I looked at the sample Mic calibration files on a different thread and my calibration file looks idential to all of them and they look exactly the same as the calibration file that I got from Dayton for my mic with one exception. At the very top of mine it says *1000Hz -39.9. Does anybody know what that means and how the affects whether I should just read in the file or if I need to change something?
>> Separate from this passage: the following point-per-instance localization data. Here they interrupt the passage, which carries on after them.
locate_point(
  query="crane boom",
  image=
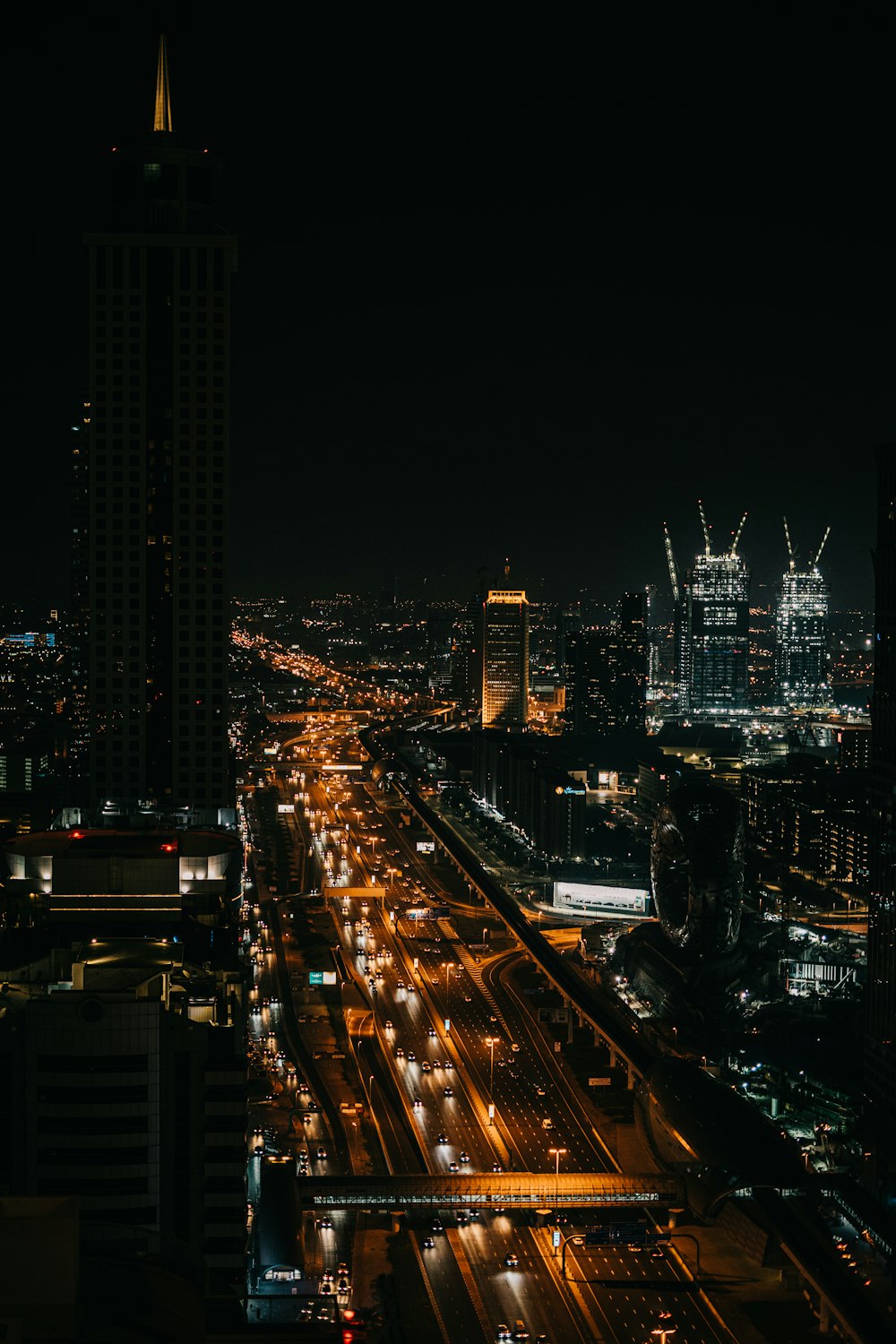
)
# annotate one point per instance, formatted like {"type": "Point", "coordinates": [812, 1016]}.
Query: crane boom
{"type": "Point", "coordinates": [705, 527]}
{"type": "Point", "coordinates": [790, 550]}
{"type": "Point", "coordinates": [821, 547]}
{"type": "Point", "coordinates": [740, 527]}
{"type": "Point", "coordinates": [670, 559]}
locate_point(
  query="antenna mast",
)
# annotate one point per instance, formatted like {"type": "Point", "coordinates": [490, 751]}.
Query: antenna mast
{"type": "Point", "coordinates": [670, 561]}
{"type": "Point", "coordinates": [791, 558]}
{"type": "Point", "coordinates": [821, 548]}
{"type": "Point", "coordinates": [705, 527]}
{"type": "Point", "coordinates": [740, 527]}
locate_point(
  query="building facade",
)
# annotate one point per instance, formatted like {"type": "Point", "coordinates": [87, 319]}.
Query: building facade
{"type": "Point", "coordinates": [606, 672]}
{"type": "Point", "coordinates": [152, 480]}
{"type": "Point", "coordinates": [505, 659]}
{"type": "Point", "coordinates": [801, 663]}
{"type": "Point", "coordinates": [123, 1081]}
{"type": "Point", "coordinates": [713, 660]}
{"type": "Point", "coordinates": [880, 996]}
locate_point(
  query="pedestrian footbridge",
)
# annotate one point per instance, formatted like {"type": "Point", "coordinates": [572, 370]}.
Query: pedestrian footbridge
{"type": "Point", "coordinates": [506, 1190]}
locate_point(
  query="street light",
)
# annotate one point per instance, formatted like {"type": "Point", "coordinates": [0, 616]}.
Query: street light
{"type": "Point", "coordinates": [557, 1153]}
{"type": "Point", "coordinates": [662, 1333]}
{"type": "Point", "coordinates": [490, 1042]}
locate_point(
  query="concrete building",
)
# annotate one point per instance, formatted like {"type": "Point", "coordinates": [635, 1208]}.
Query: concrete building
{"type": "Point", "coordinates": [505, 659]}
{"type": "Point", "coordinates": [123, 1081]}
{"type": "Point", "coordinates": [606, 671]}
{"type": "Point", "coordinates": [151, 480]}
{"type": "Point", "coordinates": [880, 999]}
{"type": "Point", "coordinates": [801, 656]}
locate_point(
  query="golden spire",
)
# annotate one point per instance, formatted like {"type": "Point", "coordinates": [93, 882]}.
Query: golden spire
{"type": "Point", "coordinates": [161, 118]}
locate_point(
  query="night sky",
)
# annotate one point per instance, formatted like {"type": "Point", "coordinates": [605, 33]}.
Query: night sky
{"type": "Point", "coordinates": [509, 293]}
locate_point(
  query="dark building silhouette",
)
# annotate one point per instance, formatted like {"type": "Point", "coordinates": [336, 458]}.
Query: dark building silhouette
{"type": "Point", "coordinates": [606, 671]}
{"type": "Point", "coordinates": [880, 999]}
{"type": "Point", "coordinates": [151, 480]}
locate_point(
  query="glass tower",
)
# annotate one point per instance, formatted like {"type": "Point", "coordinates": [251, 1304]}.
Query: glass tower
{"type": "Point", "coordinates": [155, 456]}
{"type": "Point", "coordinates": [505, 659]}
{"type": "Point", "coordinates": [802, 640]}
{"type": "Point", "coordinates": [713, 669]}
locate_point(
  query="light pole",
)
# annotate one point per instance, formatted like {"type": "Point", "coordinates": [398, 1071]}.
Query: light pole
{"type": "Point", "coordinates": [661, 1333]}
{"type": "Point", "coordinates": [492, 1042]}
{"type": "Point", "coordinates": [557, 1153]}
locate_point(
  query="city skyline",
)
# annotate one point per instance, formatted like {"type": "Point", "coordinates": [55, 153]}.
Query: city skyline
{"type": "Point", "coordinates": [597, 301]}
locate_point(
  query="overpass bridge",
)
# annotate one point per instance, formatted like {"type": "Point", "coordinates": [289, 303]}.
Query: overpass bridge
{"type": "Point", "coordinates": [606, 1021]}
{"type": "Point", "coordinates": [505, 1190]}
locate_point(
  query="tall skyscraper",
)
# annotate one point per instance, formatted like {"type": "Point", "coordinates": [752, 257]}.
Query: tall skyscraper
{"type": "Point", "coordinates": [801, 655]}
{"type": "Point", "coordinates": [606, 671]}
{"type": "Point", "coordinates": [155, 462]}
{"type": "Point", "coordinates": [713, 645]}
{"type": "Point", "coordinates": [880, 994]}
{"type": "Point", "coordinates": [505, 659]}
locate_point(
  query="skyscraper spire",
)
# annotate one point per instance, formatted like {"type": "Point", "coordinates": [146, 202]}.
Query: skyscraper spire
{"type": "Point", "coordinates": [161, 117]}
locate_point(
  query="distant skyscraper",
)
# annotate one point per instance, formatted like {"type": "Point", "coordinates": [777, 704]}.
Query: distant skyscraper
{"type": "Point", "coordinates": [153, 470]}
{"type": "Point", "coordinates": [505, 659]}
{"type": "Point", "coordinates": [606, 672]}
{"type": "Point", "coordinates": [802, 633]}
{"type": "Point", "coordinates": [713, 645]}
{"type": "Point", "coordinates": [880, 995]}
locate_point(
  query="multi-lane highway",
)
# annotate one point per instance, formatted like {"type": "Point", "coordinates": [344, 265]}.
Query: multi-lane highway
{"type": "Point", "coordinates": [446, 1040]}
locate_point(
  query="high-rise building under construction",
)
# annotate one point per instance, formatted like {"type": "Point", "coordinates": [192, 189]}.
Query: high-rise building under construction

Any responses will be greatly appreciated.

Sincerely,
Wade Marsten


----------



## Wayne A. Pflughaupt (Apr 13, 2006)

Can you attach the file so we can have a look at it?

Regards,
Wayne


----------



## marsx (Feb 16, 2010)

How do I attach a file, I'm new to this forum?

marsx


----------



## glaufman (Nov 25, 2007)

http://www.hometheatershack.com/forums/faq.php?faq=vb3_reading_posting#faq_vb3_attachments


----------



## JohnM (Apr 11, 2006)

I think I answered this question on the REW forum here.


----------



## wademarsten (Feb 27, 2010)

Wayne,

Here is my calibration file. What does the first line "*1000Hz	-39.9," mean? I look forward to your response.

Sincerely,
wademarsten


----------



## Wayne A. Pflughaupt (Apr 13, 2006)

Hi Wade,

I don’t know what it means. I suggest doing a “save as” to duplicate the file, keep the first one “as is” for future reference. Then eliminate that line with the second file, and use that one for REW.

Regards,
Wayne


----------